La théorie des trous structuraux. S’appuyant sur la théorie très développée des « liens faibles », en fait, comme forts ou productifs, Burt [1992] débouche sur une deuxième théorie. Le but que se donne Burt est de « donner un sens analytique à la métaphore du capital social ». Il montre que c’est en fonction de la manière dont est structurée un réseau » qu’il y a avantage compétitif ou non pour les acteurs. Il s’inspire de Bourdieu, table sur trois capitaux : financier, humain, social. Burt entend capital social au sens classique : relations avec les autres et ressources auxquelles ils peuvent faire accéder.

Mais il ajoute que l’acteur peut jouer sur les « trous structuraux ». C’est-à-dire ? Il y a une « importance stratégique de l’absence de relations dans la structuration des réseaux sociaux ». Autre paradoxe. Il fait entrer « le troisième larron ». C’est celui qui est en relation avec deux acteurs qui ne sont pas en relation l’un avec l’autre. Celui qui se trouve dans cette position a plusieurs choix stratégiques : soit accorder à l’un seulement de ses deux amis un avantage recherché par les deux ; « arbitrer à son avantage leurs exigences conflictuelles » ; soit « exploiter des conflits qu’il a lui-même suscités ».

Il y a alors apparition du fameux « trou structural », défini comme suit : « le terme de trou structural désigne la séparation entre deux contacts non redondants ». Qu’est-ce que la non-redondance relationnelle ? Les relations sont « redondantes du point de vue d’un acteur si elles sont en lien direct l’une avec l’autre » ou si elles sont équivalentes dans la structure. Il y a identité de profil, connaissance des mêmes champs, donc pas d’information nouvelle.

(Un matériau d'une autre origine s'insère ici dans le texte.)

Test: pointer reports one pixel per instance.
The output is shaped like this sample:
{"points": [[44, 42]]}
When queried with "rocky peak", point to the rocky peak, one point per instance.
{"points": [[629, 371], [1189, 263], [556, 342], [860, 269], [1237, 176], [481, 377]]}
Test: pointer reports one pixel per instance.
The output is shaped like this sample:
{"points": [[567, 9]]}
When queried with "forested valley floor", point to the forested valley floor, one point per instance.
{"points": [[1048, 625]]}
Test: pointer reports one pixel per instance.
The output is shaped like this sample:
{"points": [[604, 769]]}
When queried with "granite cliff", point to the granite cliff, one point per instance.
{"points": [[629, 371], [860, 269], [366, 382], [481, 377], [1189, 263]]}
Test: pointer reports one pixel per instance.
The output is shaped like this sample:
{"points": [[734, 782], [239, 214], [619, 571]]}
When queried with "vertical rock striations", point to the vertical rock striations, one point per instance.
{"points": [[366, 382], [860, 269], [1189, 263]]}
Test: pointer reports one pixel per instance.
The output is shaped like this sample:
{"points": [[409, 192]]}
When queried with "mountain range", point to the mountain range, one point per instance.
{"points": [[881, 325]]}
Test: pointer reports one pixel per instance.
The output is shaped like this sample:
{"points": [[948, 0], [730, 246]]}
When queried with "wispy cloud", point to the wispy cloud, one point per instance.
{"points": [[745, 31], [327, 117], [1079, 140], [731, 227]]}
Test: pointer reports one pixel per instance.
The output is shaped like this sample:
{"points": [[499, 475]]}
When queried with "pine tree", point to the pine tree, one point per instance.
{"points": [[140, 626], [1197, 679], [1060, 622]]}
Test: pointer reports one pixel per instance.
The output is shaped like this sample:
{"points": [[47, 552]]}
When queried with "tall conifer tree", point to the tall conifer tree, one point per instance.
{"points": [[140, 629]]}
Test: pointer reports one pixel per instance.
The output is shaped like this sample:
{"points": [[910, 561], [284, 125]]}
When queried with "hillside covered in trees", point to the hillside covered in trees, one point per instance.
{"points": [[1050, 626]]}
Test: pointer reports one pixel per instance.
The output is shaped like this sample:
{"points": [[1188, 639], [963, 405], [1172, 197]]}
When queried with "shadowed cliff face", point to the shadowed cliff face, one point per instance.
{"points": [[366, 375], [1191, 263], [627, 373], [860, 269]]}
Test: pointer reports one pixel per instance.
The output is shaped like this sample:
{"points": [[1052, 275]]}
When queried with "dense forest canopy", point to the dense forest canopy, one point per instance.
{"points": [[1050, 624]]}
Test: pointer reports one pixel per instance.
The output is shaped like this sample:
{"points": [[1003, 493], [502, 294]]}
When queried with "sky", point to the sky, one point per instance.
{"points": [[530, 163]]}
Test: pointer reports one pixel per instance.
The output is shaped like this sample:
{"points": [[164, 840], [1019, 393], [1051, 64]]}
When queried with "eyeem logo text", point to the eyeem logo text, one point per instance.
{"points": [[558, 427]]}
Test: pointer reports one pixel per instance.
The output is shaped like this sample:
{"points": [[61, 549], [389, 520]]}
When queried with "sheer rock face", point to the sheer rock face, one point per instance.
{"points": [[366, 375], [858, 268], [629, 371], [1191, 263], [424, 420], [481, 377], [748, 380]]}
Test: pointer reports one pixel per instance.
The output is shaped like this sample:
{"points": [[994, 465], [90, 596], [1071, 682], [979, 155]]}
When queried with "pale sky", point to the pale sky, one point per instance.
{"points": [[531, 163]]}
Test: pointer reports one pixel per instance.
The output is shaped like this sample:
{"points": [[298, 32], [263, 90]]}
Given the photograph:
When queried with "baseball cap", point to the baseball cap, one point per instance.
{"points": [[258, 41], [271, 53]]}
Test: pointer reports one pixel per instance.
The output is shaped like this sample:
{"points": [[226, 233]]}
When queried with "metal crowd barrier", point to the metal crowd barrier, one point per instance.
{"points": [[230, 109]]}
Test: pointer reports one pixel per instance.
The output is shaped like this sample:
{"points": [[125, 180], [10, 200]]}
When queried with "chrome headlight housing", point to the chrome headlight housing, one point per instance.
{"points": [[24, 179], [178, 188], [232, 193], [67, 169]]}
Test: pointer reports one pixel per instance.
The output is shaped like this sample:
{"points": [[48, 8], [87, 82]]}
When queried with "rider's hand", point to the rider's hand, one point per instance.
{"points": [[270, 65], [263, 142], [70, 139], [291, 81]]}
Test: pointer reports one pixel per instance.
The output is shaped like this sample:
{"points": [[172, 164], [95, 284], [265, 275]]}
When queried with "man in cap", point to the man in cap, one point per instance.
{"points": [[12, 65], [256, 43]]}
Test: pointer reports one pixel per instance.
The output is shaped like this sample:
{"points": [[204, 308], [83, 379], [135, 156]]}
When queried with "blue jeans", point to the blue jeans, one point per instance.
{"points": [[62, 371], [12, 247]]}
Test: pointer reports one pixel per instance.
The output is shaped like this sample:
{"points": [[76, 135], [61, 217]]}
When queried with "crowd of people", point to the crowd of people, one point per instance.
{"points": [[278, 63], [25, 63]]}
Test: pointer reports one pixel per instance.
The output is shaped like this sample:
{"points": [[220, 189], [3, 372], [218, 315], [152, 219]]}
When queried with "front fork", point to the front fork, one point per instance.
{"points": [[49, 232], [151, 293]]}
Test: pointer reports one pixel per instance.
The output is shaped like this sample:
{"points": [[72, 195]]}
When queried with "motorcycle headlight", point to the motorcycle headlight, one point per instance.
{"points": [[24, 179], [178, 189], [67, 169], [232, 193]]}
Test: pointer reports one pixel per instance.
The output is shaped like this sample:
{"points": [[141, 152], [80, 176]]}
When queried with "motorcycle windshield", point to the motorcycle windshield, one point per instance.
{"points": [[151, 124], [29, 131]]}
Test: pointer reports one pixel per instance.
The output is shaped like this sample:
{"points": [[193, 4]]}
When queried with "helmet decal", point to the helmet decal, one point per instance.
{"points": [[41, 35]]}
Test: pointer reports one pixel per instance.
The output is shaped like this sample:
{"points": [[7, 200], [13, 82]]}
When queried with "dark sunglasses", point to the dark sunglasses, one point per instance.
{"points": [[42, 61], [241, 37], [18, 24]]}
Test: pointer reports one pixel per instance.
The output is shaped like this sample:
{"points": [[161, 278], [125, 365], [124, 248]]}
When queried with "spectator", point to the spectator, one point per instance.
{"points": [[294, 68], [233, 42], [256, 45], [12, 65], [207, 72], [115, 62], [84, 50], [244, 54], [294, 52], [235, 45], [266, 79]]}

En conséquence, si un acteur économique dispose de « trous », cela veut dire que ses relations ne sont pas redondantes, que les personnes ne se connaissent pas entre elles et qu’il peut les exploiter. Selon Burt, l’acteur relationnel doit « maximiser son efficacité relationnelle […] maximiser la taille de son réseau en multipliant les relations et […] minimiser les connexions entre ses relations, autrement dit […] maximiser les trous structuraux autour de lui ». La théorie n’est pas sans faille, dès lors que les relations ne sont pas compétitives.

Centralité, confiance

L’autonomie structurale (jouer sur la méconnaissance de ses relations entre elles) n’est pas forcément source de pouvoir, il y est aussi question de centralité. Linton Freeman propose trois formes de centralité dans les réseaux sociaux : centralité de degré, de proximité, d’intermédiarité. Le degré consiste en nombre de contacts, la proximité (à partir des schémas, ou « matrices des distances ») relève de la plus ou moins longueur des « chemins ». Qu’est-ce que l’intermédiarité ? Un individu « peut très bien ne posséder qu’un nombre peu élevé de contacts, mais occuper une fonction clé parce qu’il est le point de passage obligé pour les autres ».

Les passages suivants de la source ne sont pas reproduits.